Проясняя основания своего подхода к изучению литературы, “по традиции, принятой в ШДК”, В.З. Осетинский сопоставляет эти основания с принципами преподавания в школе РО (курс Г. Кудиной и З. Новлянской).
Мне все же кажется, что спор оснований РО и ШДК ведется обеими школами в течение 25 лет не только “по традиции”. Речь идет о сопоставлении теоретико-познавательной версии культуры и образования (В.В. Давыдов) с пониманием культуры и образования с позиций логики диалога логик (В.С. Библер).
Анализируя курс Г. Кудиной и З. Новлянской, чрезвычайно интересно поставить проблему удерживания логики этого курса авторами развивающего обучения литературе. Содержание литературного образования эти авторы видят в горизонте идей М.М. Бахтина, а в качестве формы развертывания этого содержания рассматривают метод восхождения от абстрактного к конкретному (К. Маркс, Э. Ильенков, В. Давыдов).
Конфликт диалогического (по исходному замыслу) содержания с монологической формой изложения этого содержания мог быть интересным предметом анализа учителя-диалогиста. В особенности интересно выявление педагогических феноменов борения диалогических и монологизирующих тенденций при построении уроков-дискуссий по литературе.

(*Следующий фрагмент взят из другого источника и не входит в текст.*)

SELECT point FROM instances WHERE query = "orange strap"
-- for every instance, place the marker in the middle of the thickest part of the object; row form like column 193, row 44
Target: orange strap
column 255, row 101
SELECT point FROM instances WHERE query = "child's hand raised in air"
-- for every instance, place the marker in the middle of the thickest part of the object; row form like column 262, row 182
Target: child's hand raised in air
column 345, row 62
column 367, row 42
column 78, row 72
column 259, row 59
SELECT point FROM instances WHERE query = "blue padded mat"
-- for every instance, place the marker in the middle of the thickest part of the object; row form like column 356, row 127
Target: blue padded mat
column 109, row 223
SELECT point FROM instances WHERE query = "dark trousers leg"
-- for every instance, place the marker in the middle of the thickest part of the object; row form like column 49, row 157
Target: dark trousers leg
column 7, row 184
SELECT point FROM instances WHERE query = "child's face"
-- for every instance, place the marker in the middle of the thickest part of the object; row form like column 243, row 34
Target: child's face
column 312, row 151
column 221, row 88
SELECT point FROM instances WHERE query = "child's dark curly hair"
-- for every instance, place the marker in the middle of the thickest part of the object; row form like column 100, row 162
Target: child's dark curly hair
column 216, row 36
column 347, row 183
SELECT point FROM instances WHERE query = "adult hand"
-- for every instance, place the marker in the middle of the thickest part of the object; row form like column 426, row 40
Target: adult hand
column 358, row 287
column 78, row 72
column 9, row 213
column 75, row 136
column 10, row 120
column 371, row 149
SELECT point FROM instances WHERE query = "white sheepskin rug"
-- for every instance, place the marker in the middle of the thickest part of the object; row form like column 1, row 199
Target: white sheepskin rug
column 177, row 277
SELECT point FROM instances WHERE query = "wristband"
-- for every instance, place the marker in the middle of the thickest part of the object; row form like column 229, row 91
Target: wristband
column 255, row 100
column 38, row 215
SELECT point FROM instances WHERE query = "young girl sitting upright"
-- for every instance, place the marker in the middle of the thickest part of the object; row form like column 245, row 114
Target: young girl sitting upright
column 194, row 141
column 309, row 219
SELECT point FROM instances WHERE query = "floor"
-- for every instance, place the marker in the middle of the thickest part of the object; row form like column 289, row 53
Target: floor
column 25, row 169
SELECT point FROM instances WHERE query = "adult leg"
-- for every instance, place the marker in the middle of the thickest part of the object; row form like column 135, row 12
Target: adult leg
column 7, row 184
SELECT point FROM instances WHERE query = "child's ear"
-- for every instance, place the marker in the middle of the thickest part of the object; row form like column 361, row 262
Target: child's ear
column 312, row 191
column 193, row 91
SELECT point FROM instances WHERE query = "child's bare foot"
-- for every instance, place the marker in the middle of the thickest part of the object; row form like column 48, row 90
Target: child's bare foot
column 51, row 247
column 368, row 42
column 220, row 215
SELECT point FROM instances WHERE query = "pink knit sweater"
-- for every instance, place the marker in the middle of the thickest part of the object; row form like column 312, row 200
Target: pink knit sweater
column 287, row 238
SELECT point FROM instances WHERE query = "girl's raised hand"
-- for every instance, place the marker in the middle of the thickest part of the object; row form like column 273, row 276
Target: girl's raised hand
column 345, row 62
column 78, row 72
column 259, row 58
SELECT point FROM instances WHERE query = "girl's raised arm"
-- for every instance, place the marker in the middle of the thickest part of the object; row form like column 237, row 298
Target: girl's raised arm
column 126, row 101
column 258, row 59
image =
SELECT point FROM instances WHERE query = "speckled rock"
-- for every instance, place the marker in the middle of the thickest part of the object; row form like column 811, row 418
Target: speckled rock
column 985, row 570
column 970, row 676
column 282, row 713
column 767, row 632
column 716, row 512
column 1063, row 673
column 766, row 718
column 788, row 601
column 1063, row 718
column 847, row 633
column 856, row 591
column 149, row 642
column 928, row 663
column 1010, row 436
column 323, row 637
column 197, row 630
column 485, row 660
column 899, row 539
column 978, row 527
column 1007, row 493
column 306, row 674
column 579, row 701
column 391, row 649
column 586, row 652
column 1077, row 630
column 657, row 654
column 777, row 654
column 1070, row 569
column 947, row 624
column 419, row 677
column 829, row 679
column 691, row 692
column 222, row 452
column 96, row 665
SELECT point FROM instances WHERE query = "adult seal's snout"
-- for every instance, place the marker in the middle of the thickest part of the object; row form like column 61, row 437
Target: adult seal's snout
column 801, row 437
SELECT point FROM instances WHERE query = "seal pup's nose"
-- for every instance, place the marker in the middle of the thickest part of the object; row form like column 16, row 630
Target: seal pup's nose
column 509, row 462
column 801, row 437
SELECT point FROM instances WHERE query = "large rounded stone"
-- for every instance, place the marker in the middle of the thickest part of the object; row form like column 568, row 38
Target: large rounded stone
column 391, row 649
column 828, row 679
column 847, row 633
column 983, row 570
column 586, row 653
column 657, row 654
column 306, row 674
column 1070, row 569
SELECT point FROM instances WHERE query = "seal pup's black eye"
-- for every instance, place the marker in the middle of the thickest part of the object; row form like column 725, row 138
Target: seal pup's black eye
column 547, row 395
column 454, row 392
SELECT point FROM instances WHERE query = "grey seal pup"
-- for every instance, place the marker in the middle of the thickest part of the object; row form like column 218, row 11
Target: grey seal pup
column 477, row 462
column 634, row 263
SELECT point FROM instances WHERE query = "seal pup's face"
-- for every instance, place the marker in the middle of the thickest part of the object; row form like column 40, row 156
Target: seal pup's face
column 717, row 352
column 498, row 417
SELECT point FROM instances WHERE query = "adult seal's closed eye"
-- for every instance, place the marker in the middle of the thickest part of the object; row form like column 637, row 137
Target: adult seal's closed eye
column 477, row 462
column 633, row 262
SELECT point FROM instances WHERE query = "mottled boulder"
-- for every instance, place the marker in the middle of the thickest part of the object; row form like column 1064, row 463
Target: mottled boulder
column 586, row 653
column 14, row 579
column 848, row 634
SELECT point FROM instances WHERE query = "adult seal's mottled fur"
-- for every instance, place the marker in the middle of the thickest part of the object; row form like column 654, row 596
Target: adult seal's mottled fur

В.З. Осетинский останавливается лишь на тех элементах курса Г. Кудиной и З. Новлянской, которые кажутся ему недостаточно продуманными. В.З. Осетинский пишет: “Почему Бахтин, а не, например, В. Шкловский или Х. Гадамер? Авторы никак не обосновывают свой выбор, но догадаться можно… Надо полагать, что концепция Бахтина осознается Г. Кудиной и З. Новлянской как последнее слово эстетической теории…”
Возможно, Г. Кудина и З. Новлянская так и считают и не замечают логического борения идей понимания и идей познания в работах М.М. Бахтина. А, может быть, Г. Кудиной и З. Новлянской удалось выстроить концепцию диалогического преподавания литературы, где идеи диалога Бахтина и идеи диалектики Давыдова гармонически соединяются. Но методологические исследования Г. Кудиной и З. Новлянской В.З. Осетинским подробно не анализируются.
Вместе с тем, для В.С. Библера логика нововременного познания, логика теоретика Нового времени – важнейший внутренний Собеседник, тончайший оппонент логики диалога логик.
Глубокий анализ философских оснований наукоучения, произведенное В.С. Библером, позволил ему произвести логическую трансдукцию логики Нового времени и – вместе с А. Эйнштейном, Н. Бором, В. Гейзенбергом, М. Бахтиным, В. Хлебниковым, Р. Якобсоном, О.Мандельштамом выстроить логику культуры ХХ века, логику создания диалогических теоретических понятий, понять внутреннюю речь их создателя – теоретика ХХ века (теоретика-философа, теоретика-художника, теоретика-историка, теоретика-поэта).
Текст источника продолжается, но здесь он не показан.